There is no side-by-side test yet, but Gravity beats the Taycan to 300mi by a minute (29m for Gravity vs 30m for Taycan). Pretty impressive work by the Lucid engineering team!

 
I just watched the actual charging video. The 400kw charger was a ChargePoint Express Plus at ChargePoint's lab.

 
I've had it happpen once where I would have loved to have the Tesla Supercharger as a backup but basically only go juice up just enough to get to my next 1000v charger
The same thing happened to me, but a lot of "once" things are ways of learning lessons so that there won't be a next time. I showed up in Los Angeles and needed a small amount of charge after a few days to get out of the City, after which there would have been plenty of places to charge with no wait. I could have easily spent a few minutes more charging on the way over. I could have gotten up early that morning to find a place to charge off hours, which would have been the one exception so far with the Lucid.

The essence of the problem is that EA has a reliability problem. If they have a station with ten chargers, and one is down, it's easy to call it 90% uptime. But if their app shows that there are two available chargers, one has a broken plug so it can't be used, and the other is L2, then people will show up thinking that there's no wait, making for a very long line. I was at a different station where I missed a free space by a matter of seconds. I waited around, but there were only four chargers there. With Tesla, if there are a dozen chargers at a small Supercharger station, waiting for one of a dozen to leave is not bad. I waited and nobody was moving, so I went to the one that supposedly had two free chargers, and learned my lesson.
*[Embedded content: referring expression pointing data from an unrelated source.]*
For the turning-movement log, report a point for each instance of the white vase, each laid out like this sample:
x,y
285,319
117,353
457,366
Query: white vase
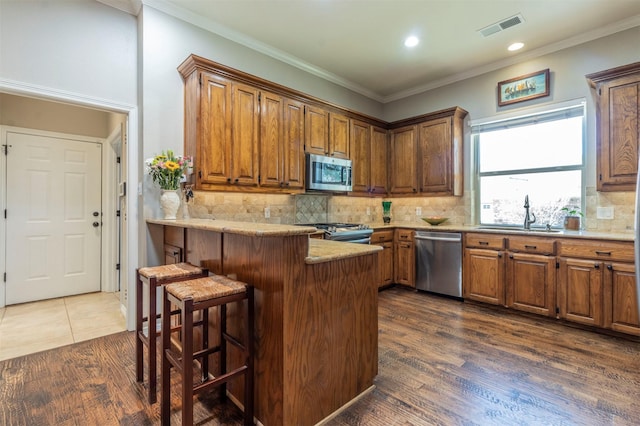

It's not just that Tesla is 400V. They don't seem to be in any hurry to upgrade to 1000V. Even the few V4 Superchargers that have been installed in the US have 400V at the back end. The chargers themselves will be able to remain when Tesla upgrades, as opposed to their older stations where the only solution will be changing the equipment.

The other issue is that they had a closed system for many years, as was the case when the Air was designed. Nobody would have designed the car to be backwards compatible with a network that nobody was allowed to use, had cables with the wrong connector and were too short to reach the car.

Lucid had time with the Gravity to get around the problem, and I don't know the details about how they use one of the motors to up the voltage, but they seem to have solved that problem.

I haven't seen anything directly from Lucid about adapters, so if it's online somewhere, somebody please point me to it. If not, does anybody have experience with third party adapters?
 
I just watched the actual charging video. The 400kw charger was a ChargePoint Express Plus at ChargePoint's lab.


This is a great video. I watched it at 1.75, because it is long. But it is worth watching the entire video.

Good job, Lucid.
 
I haven't seen anything directly from Lucid about adapters, so if it's online somewhere, somebody please point me to it. If not, does anybody have experience with third party adapters?
In the first Gravity review Kyle showed the 2 adapters that were included with the vehicle: a 1000V/500A CCS1 to NACS and a J1772 to NACS 80A adapter, both branded as "Lucid" on the adapter and in a Lucid-branded box. Exactly what I was hoping for and expecting.